One of her favorite moves: the mini-cartwheels you’ll see in Just Bring Your Body.
“It’s playful, it’s fun, and you’re doing a move that is challenging, but it’s doable once you get the movements down,” she says. “You build your upper body strength, you get cardio out of it, and when you start to nail it, you look badass — which is all-around awesome.”
10. Take a Holistic Approach
Overtraining or obsessing over every calorie can cause serious stress. So when it comes to helping her kids build healthy habits, Carmel takes a more holistic approach.
For example, instead of creating strict rules about what they should or shouldn’t eat, she focuses on building mindful eating habits.
“We’re eating casually, we’re sitting down, we’re taking the time to eat, and we’re not overeating,” she says. “We’re enjoying it, and we have the energy now — with the food we’ve eaten — to go and do what we want to do throughout the day.”
11. Cut Yourself Some Slack
“Schedule in movement [at least] three days a week.
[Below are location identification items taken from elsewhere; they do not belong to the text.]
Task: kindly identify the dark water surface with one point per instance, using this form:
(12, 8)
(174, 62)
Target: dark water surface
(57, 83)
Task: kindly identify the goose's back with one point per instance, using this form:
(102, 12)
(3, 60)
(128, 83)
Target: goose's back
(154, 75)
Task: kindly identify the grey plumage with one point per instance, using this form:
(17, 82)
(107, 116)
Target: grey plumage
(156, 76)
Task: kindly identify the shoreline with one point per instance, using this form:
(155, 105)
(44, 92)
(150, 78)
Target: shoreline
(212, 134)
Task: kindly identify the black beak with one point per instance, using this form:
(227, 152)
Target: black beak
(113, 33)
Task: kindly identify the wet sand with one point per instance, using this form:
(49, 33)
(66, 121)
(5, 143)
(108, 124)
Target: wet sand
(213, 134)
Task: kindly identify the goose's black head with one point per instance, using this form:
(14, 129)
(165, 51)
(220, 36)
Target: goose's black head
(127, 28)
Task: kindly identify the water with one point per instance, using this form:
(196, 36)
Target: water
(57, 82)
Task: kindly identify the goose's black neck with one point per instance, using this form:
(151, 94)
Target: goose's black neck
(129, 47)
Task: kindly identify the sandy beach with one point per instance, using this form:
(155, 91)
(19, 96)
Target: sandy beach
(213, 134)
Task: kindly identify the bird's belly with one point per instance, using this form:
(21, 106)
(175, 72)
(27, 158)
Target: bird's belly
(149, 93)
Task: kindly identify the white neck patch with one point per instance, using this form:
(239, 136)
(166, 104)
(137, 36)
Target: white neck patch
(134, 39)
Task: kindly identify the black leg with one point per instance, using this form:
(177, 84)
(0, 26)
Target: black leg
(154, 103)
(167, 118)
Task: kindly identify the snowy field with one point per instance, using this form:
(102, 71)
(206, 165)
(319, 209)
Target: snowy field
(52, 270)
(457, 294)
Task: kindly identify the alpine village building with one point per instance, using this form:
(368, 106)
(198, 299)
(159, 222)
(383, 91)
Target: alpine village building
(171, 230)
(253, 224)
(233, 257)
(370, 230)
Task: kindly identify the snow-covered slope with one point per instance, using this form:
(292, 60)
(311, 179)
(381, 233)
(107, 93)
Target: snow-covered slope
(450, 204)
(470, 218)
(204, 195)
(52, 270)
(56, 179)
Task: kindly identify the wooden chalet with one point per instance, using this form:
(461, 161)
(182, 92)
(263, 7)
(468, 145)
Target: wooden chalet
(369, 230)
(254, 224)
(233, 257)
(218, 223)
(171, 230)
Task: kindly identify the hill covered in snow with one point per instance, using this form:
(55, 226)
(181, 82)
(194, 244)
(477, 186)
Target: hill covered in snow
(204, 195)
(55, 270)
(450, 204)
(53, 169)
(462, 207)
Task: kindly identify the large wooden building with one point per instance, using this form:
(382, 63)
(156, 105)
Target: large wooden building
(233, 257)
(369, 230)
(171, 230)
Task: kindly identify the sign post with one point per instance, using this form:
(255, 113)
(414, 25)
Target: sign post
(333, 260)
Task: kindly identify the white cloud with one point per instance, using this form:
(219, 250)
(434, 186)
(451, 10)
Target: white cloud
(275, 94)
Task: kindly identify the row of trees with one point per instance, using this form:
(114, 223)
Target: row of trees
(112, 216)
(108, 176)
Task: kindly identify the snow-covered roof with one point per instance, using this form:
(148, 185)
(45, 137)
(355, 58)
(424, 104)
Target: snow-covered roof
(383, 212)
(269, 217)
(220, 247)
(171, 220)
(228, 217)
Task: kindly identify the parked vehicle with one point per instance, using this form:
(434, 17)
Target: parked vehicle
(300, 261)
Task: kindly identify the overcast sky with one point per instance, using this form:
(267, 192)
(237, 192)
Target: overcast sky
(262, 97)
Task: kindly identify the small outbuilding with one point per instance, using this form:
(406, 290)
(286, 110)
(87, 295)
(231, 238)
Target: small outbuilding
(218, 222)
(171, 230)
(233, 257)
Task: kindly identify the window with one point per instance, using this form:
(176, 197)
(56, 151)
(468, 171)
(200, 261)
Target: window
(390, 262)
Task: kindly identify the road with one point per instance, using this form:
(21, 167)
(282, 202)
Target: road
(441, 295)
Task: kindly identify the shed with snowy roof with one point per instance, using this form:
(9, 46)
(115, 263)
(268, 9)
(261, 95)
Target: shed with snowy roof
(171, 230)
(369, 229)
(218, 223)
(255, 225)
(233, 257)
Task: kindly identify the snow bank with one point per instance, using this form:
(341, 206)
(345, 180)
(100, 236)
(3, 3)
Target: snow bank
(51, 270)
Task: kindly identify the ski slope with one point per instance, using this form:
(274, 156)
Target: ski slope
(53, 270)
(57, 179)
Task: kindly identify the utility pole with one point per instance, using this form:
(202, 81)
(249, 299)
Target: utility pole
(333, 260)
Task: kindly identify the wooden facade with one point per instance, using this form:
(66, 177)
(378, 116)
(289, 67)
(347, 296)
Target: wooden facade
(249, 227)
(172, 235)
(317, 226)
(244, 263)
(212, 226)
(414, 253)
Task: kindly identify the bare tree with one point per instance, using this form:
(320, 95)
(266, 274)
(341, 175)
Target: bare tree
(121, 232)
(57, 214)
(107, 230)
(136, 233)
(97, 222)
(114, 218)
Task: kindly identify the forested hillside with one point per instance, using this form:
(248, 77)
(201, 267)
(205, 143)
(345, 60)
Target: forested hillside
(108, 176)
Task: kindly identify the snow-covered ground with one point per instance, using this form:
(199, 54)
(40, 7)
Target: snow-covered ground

It’s as important as your morning coffee or smoothie,” Carmel says. “But give it time to make it a lifestyle and routine. Trying to achieve your fitness goals overnight, while trying to juggle dependents and life, will only overwhelm you and cause unneeded stress — and failure of execution.”
“Be committed, but do it with love and intention as an investment in yourself and your family,” she adds. “This is the mindset that someone would need to make it stick.”